Hoang,
I think you have 2 issues here. First, you are sending alarm messages before you can be sure the restart actually failed (because there are more lines to process). Second, your clear alarm message is not suppressing with the other alarm message.
Alarm messages only suppress into a single alarm when they either have
identical message text or a common suppression key. Since you are not using a suppression key in your script, both alarm messages would have to match for them to suppress but do not because of the "OK" on the clear message. The automatic suppression based on message text is not very useful for clear messages, since you normally want the clear to be at least a little different. I would recommend a suppression key for your script. In that case, the script would look more like this:
local svr_name = "PLSPS5_1"
buf = action.command
("D:\\WIT\\Commands\\Restart\\plink.exe -v -i
D:\\WIT\\jobs\\wit\\.ssh2\\nanimbus5-rsa-key-1024-20080513-x86.ppk
-batch aiadm@ds11 /www/PLSPS5_1/BOUNCESERVER 2>&1")

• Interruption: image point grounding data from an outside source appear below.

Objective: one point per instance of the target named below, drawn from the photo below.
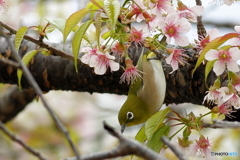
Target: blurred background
(84, 113)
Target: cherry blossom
(99, 60)
(161, 5)
(229, 96)
(137, 10)
(211, 34)
(224, 109)
(189, 13)
(176, 57)
(213, 95)
(130, 73)
(224, 59)
(236, 41)
(235, 80)
(137, 36)
(202, 147)
(4, 4)
(118, 49)
(173, 26)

supp_key = "nasscript/bounceserver/"..svr_name
for i=1,#buf do
if buf == "Server sent command exit status 0" then
nimbus.alarm(1, "AutoRestart "..svr_name.." OK", supp_key)

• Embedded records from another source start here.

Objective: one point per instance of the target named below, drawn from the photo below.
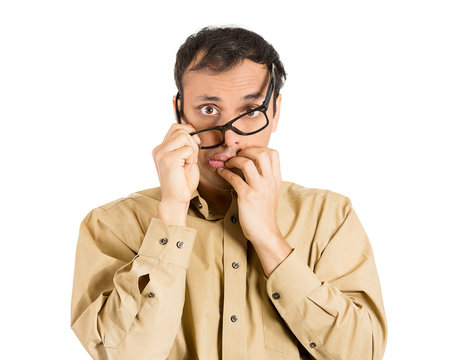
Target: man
(224, 260)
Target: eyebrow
(216, 98)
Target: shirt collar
(200, 205)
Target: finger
(247, 166)
(235, 180)
(275, 161)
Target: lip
(218, 161)
(222, 157)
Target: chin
(211, 178)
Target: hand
(176, 163)
(258, 195)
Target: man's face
(225, 96)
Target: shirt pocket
(277, 336)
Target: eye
(209, 110)
(253, 113)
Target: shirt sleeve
(336, 309)
(128, 304)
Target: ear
(277, 113)
(179, 108)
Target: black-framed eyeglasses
(249, 123)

printf("Successful Restart of "..svr_name)
else
nimbus.alarm(4, "AutoRestart "..svr_name.." FAILED", supp_key)
printf("Failed to Restart "..svr_name)
printf("Take a look into this Restart ASAP")
end
end
Of course, this would not completely solve your problem yet. This would generate 2 alarms. The first would clear after several repeats, and the second would not clear because there is a non-matching line after the matching line. I think you are looking for something more like this:
local svr_name = "PLSPS5_1"
buf = action.command
("D:\\WIT\\Commands\\Restart\\plink.exe -v -i
D:\\WIT\\jobs\\wit\\.ssh2\\nanimbus5-rsa-key-1024-20080513-x86.ppk
-batch aiadm@ds11 /www/PLSPS5_1/BOUNCESERVER 2>&1")
successful = false
supp_key = "nasscript/bounceserver/"..svr_name
for i=1,#buf do
if buf == "Server sent command exit status 0" then
nimbus.alarm(1, "AutoRestart "..svr_name.." OK", supp_key)

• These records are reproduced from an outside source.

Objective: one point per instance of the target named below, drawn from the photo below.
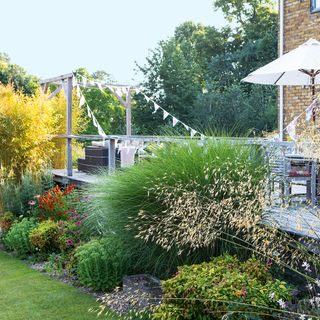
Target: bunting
(166, 114)
(82, 102)
(120, 91)
(309, 111)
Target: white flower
(281, 303)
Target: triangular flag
(119, 91)
(291, 129)
(95, 122)
(78, 91)
(193, 133)
(84, 81)
(174, 121)
(186, 127)
(89, 112)
(156, 107)
(65, 88)
(147, 98)
(82, 101)
(100, 131)
(309, 110)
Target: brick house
(299, 21)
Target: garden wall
(299, 26)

printf("Successful Restart of "..svr_name)
successful = true
break
end
end
if not successful then
nimbus.alarm(4, "AutoRestart "..svr_name.." FAILED", supp_key)
printf("Failed to Restart "..svr_name)
printf("Take a look into this Restart ASAP")
end
This should only generate an alarm if the success message is completely missing from the output. Another alternative is to generate an alarm every time the script needs to restart the server but then clear the alarm when it succeeds. This could be useful if you wanted to have the option of finding these in the alarm history later. That could be done like this:
local svr_name = "PLSPS5_1"
supp_key = "nasscript/bounceserver/"..svr_name
nimbus.alarm(4, svr_name.." requires restart", supp_key)
buf = action.command
("D:\\WIT\\Commands\\Restart\\plink.exe -v -i
D:\\WIT\\jobs\\wit\\.ssh2\\nanimbus5-rsa-key-1024-20080513-x86.ppk
-batch aiadm@ds11 /www/PLSPS5_1/BOUNCESERVER 2>&1")
successful = false
for i=1,#buf do
if buf == "Server sent command exit status 0" then
nimbus.alarm(1, "AutoRestart "..svr_name.." OK", supp_key)
printf("Successful Restart of "..svr_name)
successful = true
break
end
end
Either of these 2 options should leave you with an open alarm if the restart fails, but they get there different ways. The 2nd option would be a bad idea if the alarm message would prompt someone to take immediate action, since the script is still trying a restart for a little while after creating the alarm.
Regards,
Keith